How the distillation was done (6 steps)
- Spin up teacher. Kimi K2 W4A16 via vLLM, TP=16, greedy.
- Generate cache. ~44 k diverse prompts → JSONL shards with
output_entropy,self_consistency,difficulty_score. - Init student. Load SmolLM3-3B BF16, enable gradient checkpointing, wrap in DDP.
- Train. Prompt-masked CE + CWCE weights + TEA anchor + entropy curriculum + λ_CE schedule. AdamW, cosine LR, grad-clip 1.0, seed 42.
- Save. Standard HF
from_pretrained-compatible checkpoint. - No DPO / RLHF / synthetic pipeline — by design, to isolate what the DANTE loss family delivers from a single MoE teacher cache.
Model facts
| Field | Value |
|---|---|
| Base architecture | HuggingFaceTB/SmolLM3-3B |
| Parameters | ~3.08 B (dense) |
| Precision | BF16 |
| Teacher | moonshotai/Kimi-K2-Instruct (W4A16, vLLM) |
| Distillation | Generative cross-arch / cross-tokenizer, prompt-masked CE + CWCE + TEA |
| Student-side compute | ~21 A100-GPU-hours (8× A100-40GB × ~2 h 37 min) |
| Post-training (DPO/RLHF) | None |
| License | Apache-2.0 |
Quickstart
from transformers import AutoModelForCausalLM, AutoTokenizer
import torch
model_id = "OdaxAI/DANTE-Mosaic-3.5B"
tok = AutoTokenizer.from_pretrained(model_id)
model = AutoModelForCausalLM.from_pretrained(
model_id, torch_dtype=torch.bfloat16, device_map="auto"
)
prompt = "Solve step by step: if a train travels 120 km in 1.5 hours, what is its average speed?"

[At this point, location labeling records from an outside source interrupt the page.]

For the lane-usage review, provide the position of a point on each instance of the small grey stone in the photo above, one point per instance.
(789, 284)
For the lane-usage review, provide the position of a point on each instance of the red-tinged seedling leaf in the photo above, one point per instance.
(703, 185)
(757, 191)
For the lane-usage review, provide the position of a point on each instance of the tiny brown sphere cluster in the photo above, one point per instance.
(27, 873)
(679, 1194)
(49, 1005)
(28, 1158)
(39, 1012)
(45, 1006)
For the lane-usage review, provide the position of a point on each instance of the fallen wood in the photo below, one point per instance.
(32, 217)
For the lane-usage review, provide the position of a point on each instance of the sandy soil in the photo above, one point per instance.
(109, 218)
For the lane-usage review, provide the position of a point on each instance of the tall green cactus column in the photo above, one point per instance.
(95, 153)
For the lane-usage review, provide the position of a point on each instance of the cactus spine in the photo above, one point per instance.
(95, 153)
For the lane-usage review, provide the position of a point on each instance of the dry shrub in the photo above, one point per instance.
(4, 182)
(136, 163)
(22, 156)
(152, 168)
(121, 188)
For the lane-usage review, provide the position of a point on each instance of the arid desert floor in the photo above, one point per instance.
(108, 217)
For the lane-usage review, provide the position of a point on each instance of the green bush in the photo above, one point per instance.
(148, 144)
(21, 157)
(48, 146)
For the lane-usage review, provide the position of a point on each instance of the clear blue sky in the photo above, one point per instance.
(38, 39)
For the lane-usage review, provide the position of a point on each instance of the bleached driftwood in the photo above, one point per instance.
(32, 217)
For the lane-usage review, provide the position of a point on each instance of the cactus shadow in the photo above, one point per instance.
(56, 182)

inputs = tok(prompt, return_tensors="pt").to(model.device)
out = model.generate(
**inputs, max_new_tokens=256,
do_sample=True, temperature=0.7, top_p=0.9,
repetition_penalty=1.1, pad_token_id=tok.eos_token_id,
)
print(tok.decode(out[0, inputs["input_ids"].shape[-1]:], skip_special_tokens=True))
Reproducibility
All evaluation scripts are in the open GitHub repo under evaluation/:
| Script | Covers |
|---|---|
run_lm_eval.sh |
MMLU, MMLU-Pro, GSM8K, ARC-C, HellaSwag |
run_humaneval.sh |
HumanEval pass@1 |
run_mbpp.sh |
MBPP pass@1 |
After a run: python3 evaluation/parse_canonical_results.py
Limitations
- HumanEval is low (6.7 %). Algorithmic code is the clear target for the next cache iteration.

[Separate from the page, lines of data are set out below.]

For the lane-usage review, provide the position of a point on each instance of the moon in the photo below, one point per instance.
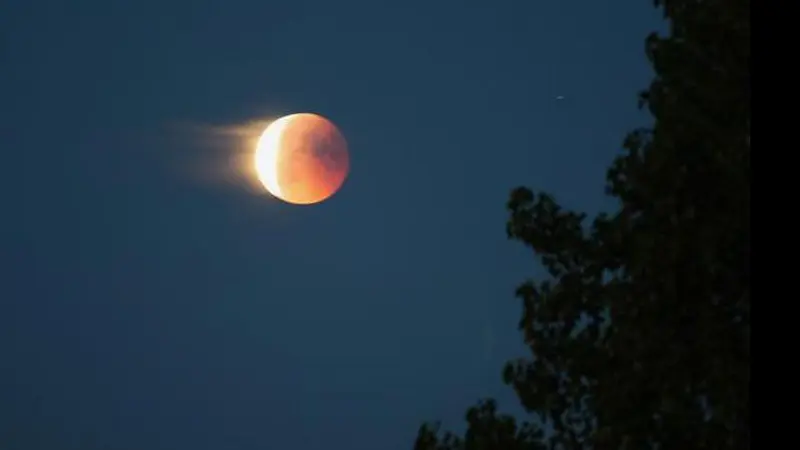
(302, 159)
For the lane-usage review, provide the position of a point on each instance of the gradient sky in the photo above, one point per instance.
(149, 303)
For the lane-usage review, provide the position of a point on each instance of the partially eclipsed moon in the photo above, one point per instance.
(302, 158)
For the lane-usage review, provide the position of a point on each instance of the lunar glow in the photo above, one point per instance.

- Not SOTA against mature instruct models on code or knowledge breadth.
- No alignment (no DPO / RLHF). May generate harmful content proportionally to teacher outputs on adversarial prompts.

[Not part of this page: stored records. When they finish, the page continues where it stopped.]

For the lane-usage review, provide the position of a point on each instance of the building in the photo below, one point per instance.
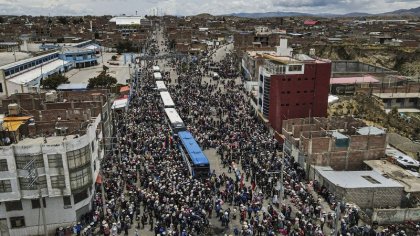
(260, 37)
(79, 57)
(367, 189)
(127, 25)
(409, 102)
(25, 75)
(292, 86)
(348, 85)
(250, 64)
(66, 135)
(340, 143)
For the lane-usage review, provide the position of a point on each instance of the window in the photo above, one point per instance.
(5, 186)
(79, 157)
(78, 197)
(58, 181)
(67, 201)
(81, 178)
(22, 160)
(24, 183)
(35, 203)
(55, 161)
(13, 206)
(295, 67)
(17, 222)
(3, 165)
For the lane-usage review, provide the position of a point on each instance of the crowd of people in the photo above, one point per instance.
(147, 186)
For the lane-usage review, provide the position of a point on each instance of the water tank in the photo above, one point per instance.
(13, 109)
(51, 96)
(312, 52)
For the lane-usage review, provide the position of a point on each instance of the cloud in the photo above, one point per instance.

- No safety red-teaming was performed.
- Benchmarks are English-centric; multilingual capability comes from the ~11 % Italian cache fraction — measure separately for your locale.
Citation
@misc{odaxai2026dante,
title = {DANTE-Mosaic-3.5B: Cross-Architecture Generative Distillation
from a Trillion-Parameter MoE in 21 GPU-Hours},
author = {{OdaxAI Research Team}},
year = {2026},
howpublished = {\url{https://huggingface.co/OdaxAI/DANTE-Mosaic-3.5B}},
}
Acknowledgements
Compute: 8× NVIDIA A100-class GPUs on a public European HPC system.
Open stack: Kimi K2, SmolLM3, HuggingFace Transformers, vLLM, lm-evaluation-harness v0.4.5, bigcode-evaluation-harness.
OdaxAI provides this model "as is" for research. You are responsible for compliance with all applicable licenses when using or citing third-party benchmark numbers.